Retail profit at the business will be “well ahead” of last year’s, helping offset declines at AB Foods’ sugar business, the London-based company said today in a statement, as it reported little changed first-half adjusted operating profit of £497 million because of falling sugar prices.
That was in line with analysts’ estimates.
Primark, which has overtaken sugar as the biggest contributor to profit, is adding stores in the north east of the US, the first of which will open at the end of 2015. It’s also expanding across Europe and opened its fourth in France on April 9. The unit’s growth is helping offset slumping sugar earnings caused by pressure on prices amid accelerating imports from outside the European Union.
“Lower sugar prices will result, as previously indicated, in a substantial reduction in profit from sugar this year and the current strength of sterling, if maintained, will have a greater impact on translation of overseas results in the second half,” Chairman Charles Sinclair said in the statement.

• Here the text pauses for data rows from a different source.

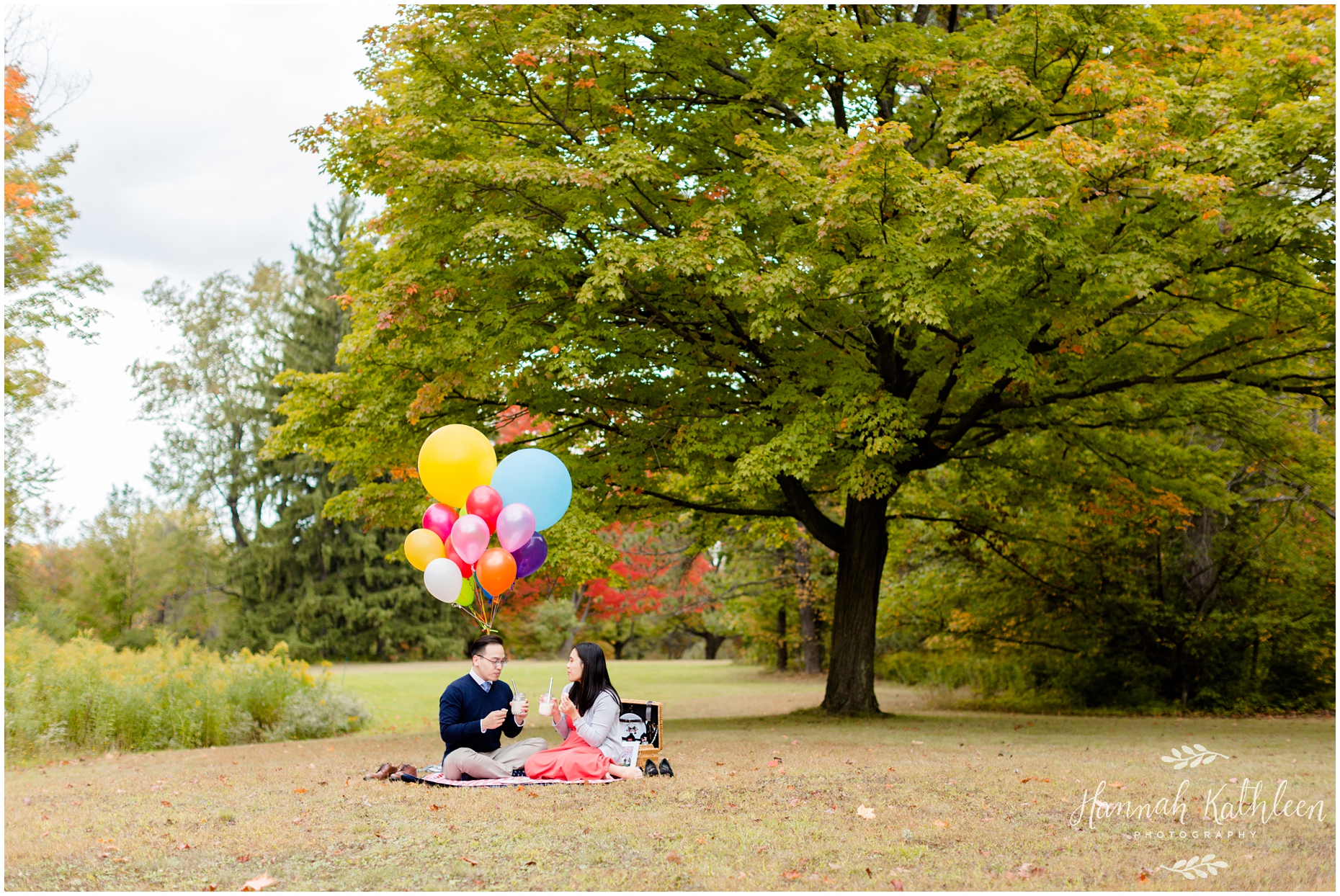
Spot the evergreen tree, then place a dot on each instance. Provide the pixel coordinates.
(329, 588)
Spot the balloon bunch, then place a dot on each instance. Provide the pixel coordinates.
(515, 500)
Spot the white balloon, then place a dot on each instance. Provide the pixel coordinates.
(442, 581)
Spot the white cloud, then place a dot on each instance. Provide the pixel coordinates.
(185, 168)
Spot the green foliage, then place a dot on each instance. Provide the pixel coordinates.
(89, 696)
(780, 260)
(40, 297)
(1059, 581)
(135, 571)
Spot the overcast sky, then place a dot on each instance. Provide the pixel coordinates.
(185, 168)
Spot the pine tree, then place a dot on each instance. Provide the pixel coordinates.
(327, 587)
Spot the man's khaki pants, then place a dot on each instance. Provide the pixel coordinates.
(495, 763)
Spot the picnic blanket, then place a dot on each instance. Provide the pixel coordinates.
(437, 780)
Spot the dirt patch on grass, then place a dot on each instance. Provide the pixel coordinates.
(958, 801)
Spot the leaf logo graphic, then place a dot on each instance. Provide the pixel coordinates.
(1197, 867)
(1193, 757)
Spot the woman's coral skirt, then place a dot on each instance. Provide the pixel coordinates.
(574, 760)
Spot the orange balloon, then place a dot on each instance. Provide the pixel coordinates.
(496, 571)
(422, 547)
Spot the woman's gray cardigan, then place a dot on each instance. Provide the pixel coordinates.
(598, 727)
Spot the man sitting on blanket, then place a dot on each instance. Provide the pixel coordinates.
(475, 713)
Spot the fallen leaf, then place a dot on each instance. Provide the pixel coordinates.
(258, 883)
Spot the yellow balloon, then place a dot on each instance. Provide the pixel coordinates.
(422, 547)
(455, 460)
(467, 595)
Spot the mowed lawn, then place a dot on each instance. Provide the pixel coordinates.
(403, 696)
(958, 801)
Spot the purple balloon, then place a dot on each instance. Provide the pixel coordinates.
(531, 556)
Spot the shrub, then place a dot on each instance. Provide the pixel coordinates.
(87, 694)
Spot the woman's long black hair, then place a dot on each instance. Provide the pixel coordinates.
(595, 678)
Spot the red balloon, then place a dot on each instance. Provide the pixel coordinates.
(486, 504)
(467, 570)
(496, 571)
(440, 519)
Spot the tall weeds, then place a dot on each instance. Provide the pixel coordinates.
(86, 694)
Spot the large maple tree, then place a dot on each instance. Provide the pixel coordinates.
(777, 260)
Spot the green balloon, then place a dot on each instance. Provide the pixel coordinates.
(467, 595)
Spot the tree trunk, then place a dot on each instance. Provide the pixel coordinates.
(852, 667)
(578, 593)
(713, 642)
(810, 643)
(620, 645)
(713, 645)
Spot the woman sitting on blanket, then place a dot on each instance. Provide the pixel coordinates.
(587, 715)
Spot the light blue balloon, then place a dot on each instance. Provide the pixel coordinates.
(536, 478)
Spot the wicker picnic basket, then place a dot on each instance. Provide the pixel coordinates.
(651, 714)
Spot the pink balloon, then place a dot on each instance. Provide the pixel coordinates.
(440, 519)
(515, 527)
(469, 537)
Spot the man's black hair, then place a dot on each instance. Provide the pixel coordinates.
(484, 640)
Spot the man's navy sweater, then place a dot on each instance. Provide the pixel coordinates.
(461, 707)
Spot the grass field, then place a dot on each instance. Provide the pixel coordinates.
(958, 800)
(403, 696)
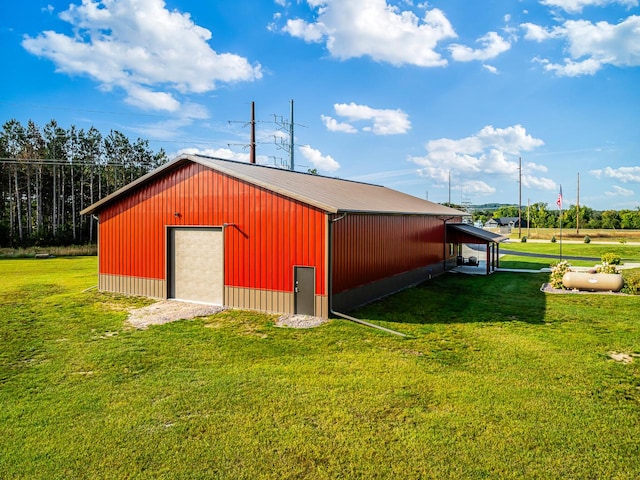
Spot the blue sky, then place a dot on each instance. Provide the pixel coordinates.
(398, 93)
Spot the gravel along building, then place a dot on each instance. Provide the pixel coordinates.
(248, 236)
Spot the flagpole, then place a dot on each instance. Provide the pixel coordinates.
(559, 202)
(560, 232)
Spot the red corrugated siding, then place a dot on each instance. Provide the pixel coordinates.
(271, 235)
(367, 248)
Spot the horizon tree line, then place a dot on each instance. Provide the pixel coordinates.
(48, 175)
(541, 216)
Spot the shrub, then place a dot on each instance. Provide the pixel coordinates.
(606, 268)
(632, 283)
(557, 272)
(611, 258)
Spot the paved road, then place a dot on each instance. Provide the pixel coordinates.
(546, 255)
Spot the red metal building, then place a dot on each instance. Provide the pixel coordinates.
(249, 236)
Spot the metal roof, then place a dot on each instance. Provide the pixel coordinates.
(330, 194)
(477, 232)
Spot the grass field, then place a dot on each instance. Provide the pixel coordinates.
(497, 380)
(606, 235)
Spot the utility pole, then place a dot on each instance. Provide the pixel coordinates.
(519, 197)
(578, 208)
(528, 217)
(252, 152)
(252, 142)
(291, 162)
(281, 143)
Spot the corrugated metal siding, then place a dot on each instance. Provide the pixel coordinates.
(367, 248)
(268, 234)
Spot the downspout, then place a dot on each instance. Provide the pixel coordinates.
(444, 243)
(330, 268)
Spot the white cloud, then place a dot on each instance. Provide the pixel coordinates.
(622, 174)
(224, 153)
(477, 187)
(324, 163)
(384, 121)
(617, 191)
(150, 52)
(334, 126)
(539, 34)
(373, 28)
(591, 46)
(576, 6)
(491, 152)
(491, 44)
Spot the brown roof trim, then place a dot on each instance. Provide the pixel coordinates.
(329, 194)
(485, 236)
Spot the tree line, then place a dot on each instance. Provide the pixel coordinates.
(540, 216)
(48, 175)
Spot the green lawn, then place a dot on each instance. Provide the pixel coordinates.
(497, 380)
(628, 252)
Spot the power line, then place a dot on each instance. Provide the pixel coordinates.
(56, 162)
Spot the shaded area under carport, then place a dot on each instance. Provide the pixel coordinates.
(460, 234)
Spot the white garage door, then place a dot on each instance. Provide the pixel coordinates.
(196, 264)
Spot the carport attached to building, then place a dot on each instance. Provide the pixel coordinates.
(461, 233)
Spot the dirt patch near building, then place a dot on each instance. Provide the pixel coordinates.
(300, 321)
(167, 311)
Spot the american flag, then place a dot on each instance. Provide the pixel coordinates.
(559, 201)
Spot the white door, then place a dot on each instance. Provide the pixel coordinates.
(196, 264)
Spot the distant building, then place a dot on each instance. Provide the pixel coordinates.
(505, 223)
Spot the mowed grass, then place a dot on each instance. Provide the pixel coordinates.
(497, 380)
(628, 253)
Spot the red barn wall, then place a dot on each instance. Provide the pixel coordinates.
(269, 235)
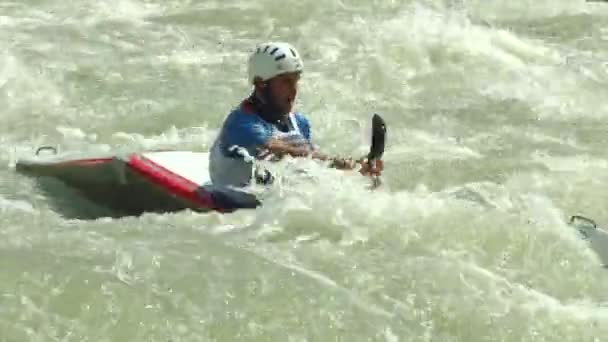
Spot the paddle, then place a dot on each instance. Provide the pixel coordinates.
(376, 149)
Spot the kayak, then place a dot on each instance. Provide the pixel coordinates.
(153, 181)
(134, 183)
(597, 237)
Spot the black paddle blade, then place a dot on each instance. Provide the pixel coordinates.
(378, 137)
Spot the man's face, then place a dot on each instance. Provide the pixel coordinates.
(283, 89)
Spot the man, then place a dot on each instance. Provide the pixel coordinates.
(264, 125)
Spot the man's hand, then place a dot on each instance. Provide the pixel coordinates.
(367, 169)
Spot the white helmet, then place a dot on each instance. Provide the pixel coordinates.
(272, 59)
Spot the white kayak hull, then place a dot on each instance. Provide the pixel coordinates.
(134, 183)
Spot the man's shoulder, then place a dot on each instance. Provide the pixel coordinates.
(301, 118)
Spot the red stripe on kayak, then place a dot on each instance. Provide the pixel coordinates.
(85, 162)
(172, 182)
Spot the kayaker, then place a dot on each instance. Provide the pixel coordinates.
(264, 123)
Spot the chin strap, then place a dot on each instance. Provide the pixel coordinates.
(265, 106)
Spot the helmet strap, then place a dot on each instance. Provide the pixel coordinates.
(266, 105)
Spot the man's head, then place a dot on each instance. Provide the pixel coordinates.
(274, 70)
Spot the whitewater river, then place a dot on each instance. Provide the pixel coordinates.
(496, 113)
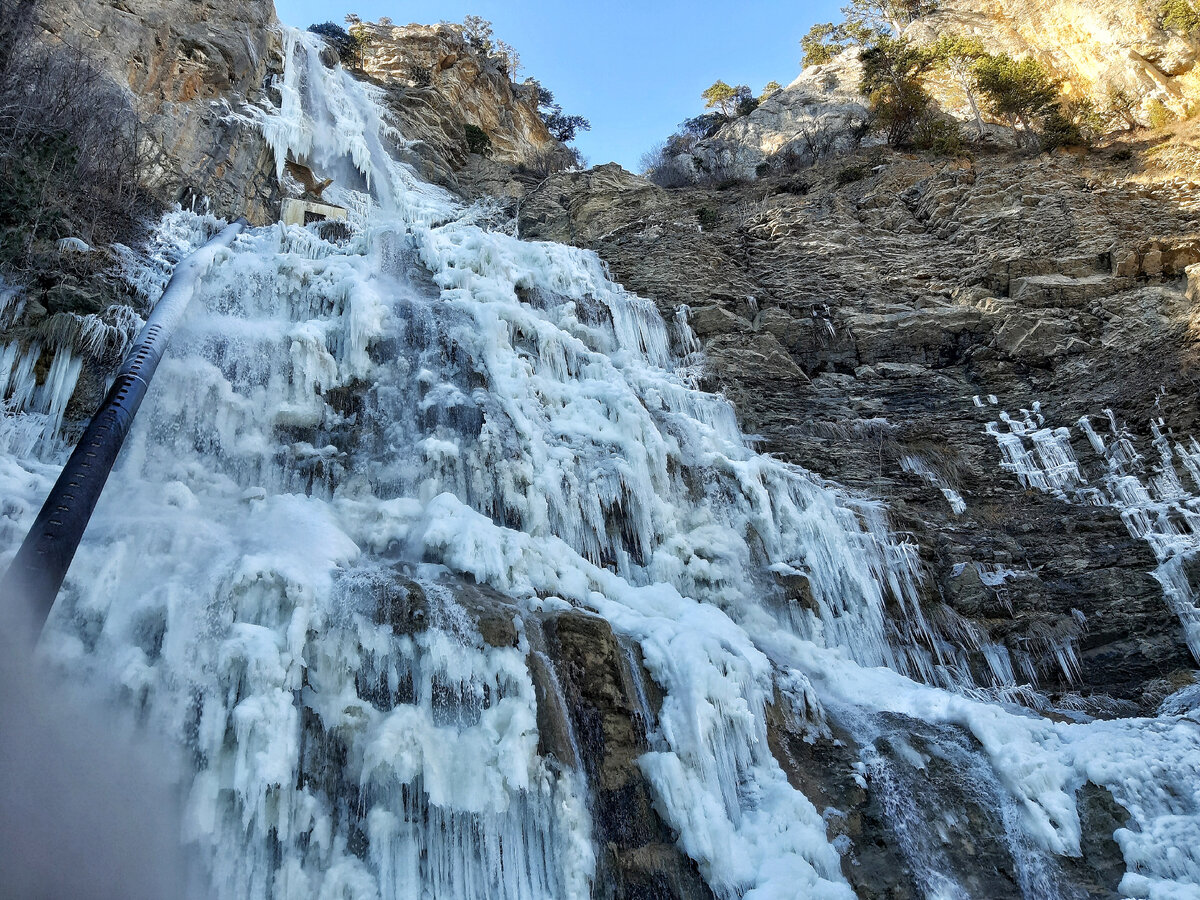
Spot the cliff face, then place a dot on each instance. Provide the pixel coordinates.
(437, 83)
(1096, 46)
(191, 66)
(880, 331)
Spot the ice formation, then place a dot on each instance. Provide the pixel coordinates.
(521, 420)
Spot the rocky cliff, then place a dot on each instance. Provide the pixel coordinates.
(877, 331)
(1096, 46)
(191, 67)
(438, 83)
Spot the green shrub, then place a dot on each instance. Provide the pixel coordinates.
(939, 136)
(1020, 91)
(1180, 16)
(478, 141)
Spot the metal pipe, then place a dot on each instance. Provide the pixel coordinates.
(41, 564)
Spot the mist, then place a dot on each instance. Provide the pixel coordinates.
(87, 808)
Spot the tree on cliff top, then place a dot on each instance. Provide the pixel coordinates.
(729, 101)
(892, 79)
(562, 127)
(721, 96)
(340, 40)
(864, 23)
(888, 16)
(959, 55)
(1021, 91)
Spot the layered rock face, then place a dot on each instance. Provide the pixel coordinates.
(438, 83)
(191, 66)
(877, 331)
(1096, 46)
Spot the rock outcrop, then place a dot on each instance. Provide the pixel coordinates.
(191, 67)
(1095, 45)
(438, 83)
(862, 328)
(1096, 48)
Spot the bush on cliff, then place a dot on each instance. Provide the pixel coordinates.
(71, 156)
(1180, 16)
(1024, 94)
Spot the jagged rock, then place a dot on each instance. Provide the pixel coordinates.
(191, 66)
(821, 113)
(437, 83)
(1093, 45)
(898, 299)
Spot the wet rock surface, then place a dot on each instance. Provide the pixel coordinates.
(637, 855)
(862, 330)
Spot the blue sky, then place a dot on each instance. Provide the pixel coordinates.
(634, 69)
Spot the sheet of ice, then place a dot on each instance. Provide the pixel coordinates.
(329, 418)
(1157, 501)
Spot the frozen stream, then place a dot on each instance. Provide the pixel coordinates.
(441, 400)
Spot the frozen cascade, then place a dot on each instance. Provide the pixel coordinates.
(343, 432)
(1151, 496)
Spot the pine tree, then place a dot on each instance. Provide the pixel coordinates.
(720, 96)
(1021, 91)
(959, 54)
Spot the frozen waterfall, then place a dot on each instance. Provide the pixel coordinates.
(347, 432)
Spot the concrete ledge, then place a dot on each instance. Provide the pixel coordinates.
(303, 213)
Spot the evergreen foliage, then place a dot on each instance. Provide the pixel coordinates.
(1180, 16)
(562, 127)
(892, 73)
(71, 150)
(1019, 91)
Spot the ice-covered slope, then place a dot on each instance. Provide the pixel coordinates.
(349, 433)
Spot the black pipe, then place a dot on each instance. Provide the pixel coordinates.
(41, 564)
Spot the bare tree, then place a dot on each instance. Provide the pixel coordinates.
(71, 150)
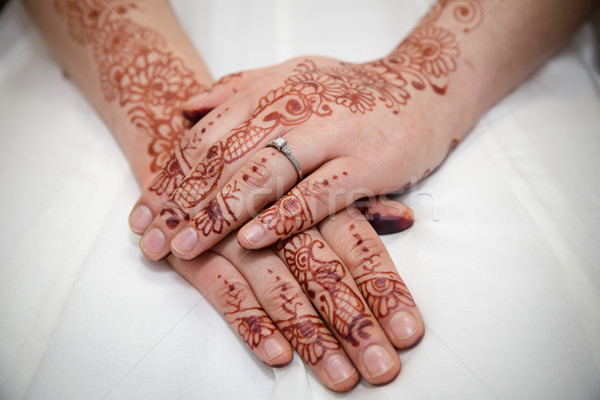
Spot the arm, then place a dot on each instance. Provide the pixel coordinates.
(401, 113)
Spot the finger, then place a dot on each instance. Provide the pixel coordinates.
(217, 94)
(260, 181)
(194, 143)
(283, 300)
(324, 278)
(386, 216)
(360, 249)
(276, 114)
(226, 289)
(324, 192)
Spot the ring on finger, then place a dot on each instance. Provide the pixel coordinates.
(281, 145)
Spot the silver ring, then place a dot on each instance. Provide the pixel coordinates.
(281, 145)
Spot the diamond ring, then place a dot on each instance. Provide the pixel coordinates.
(281, 145)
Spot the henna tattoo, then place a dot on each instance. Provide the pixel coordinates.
(339, 303)
(307, 333)
(424, 59)
(212, 219)
(252, 323)
(138, 71)
(384, 291)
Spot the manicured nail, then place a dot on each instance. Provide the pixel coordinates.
(273, 349)
(377, 361)
(153, 242)
(185, 241)
(253, 233)
(403, 325)
(140, 218)
(339, 369)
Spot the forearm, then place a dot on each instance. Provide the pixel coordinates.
(465, 55)
(135, 76)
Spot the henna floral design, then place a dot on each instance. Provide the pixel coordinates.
(384, 291)
(211, 218)
(253, 325)
(138, 71)
(340, 304)
(425, 59)
(307, 333)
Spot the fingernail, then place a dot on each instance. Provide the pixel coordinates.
(253, 233)
(153, 242)
(140, 218)
(403, 325)
(185, 241)
(389, 224)
(273, 349)
(377, 360)
(339, 369)
(193, 102)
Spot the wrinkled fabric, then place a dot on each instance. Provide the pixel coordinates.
(502, 260)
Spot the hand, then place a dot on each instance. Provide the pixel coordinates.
(336, 266)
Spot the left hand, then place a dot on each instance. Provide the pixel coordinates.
(350, 126)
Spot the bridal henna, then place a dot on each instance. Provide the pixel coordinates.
(253, 325)
(366, 258)
(138, 71)
(424, 60)
(337, 302)
(326, 282)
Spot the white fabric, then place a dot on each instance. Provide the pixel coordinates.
(503, 259)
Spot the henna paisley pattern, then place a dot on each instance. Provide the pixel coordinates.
(383, 290)
(306, 333)
(425, 59)
(138, 71)
(252, 323)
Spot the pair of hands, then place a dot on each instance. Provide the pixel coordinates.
(356, 130)
(221, 174)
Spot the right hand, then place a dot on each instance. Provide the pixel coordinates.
(343, 269)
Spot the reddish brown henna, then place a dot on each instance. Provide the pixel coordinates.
(138, 71)
(384, 290)
(252, 323)
(340, 305)
(425, 59)
(212, 219)
(307, 333)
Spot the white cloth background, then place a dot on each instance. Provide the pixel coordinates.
(503, 259)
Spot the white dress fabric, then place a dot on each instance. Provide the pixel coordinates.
(504, 259)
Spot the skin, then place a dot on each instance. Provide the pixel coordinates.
(402, 113)
(137, 78)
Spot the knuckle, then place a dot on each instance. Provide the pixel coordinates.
(364, 250)
(280, 290)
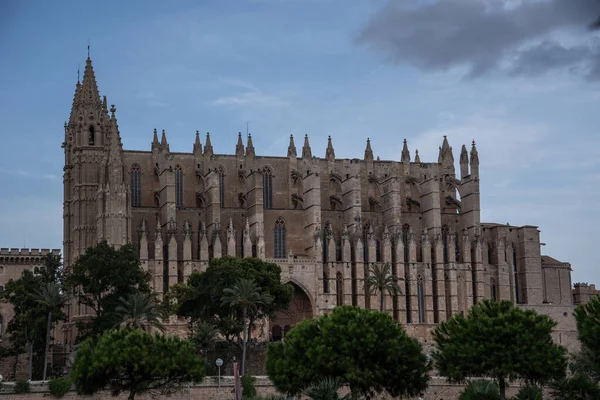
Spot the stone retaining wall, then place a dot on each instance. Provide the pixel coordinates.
(438, 390)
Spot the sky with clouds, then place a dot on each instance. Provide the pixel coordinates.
(522, 78)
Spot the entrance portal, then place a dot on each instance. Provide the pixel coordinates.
(300, 309)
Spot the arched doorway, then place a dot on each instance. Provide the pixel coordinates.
(300, 309)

AB Foods shares have dropped 9.1% since Feb. 24 when the company provided an update before the end of the half-year reporting period. They gained 56% last year.
The “recent stock performance has highlighted that ABF is not totally immune to weakness in the non-Primark business,” Andrew Wood, an analyst at Sanford C. Bernstein, said in a note released prior to today’s results. The first half “should be a reminder of the issues that ABF faces away from Primark.”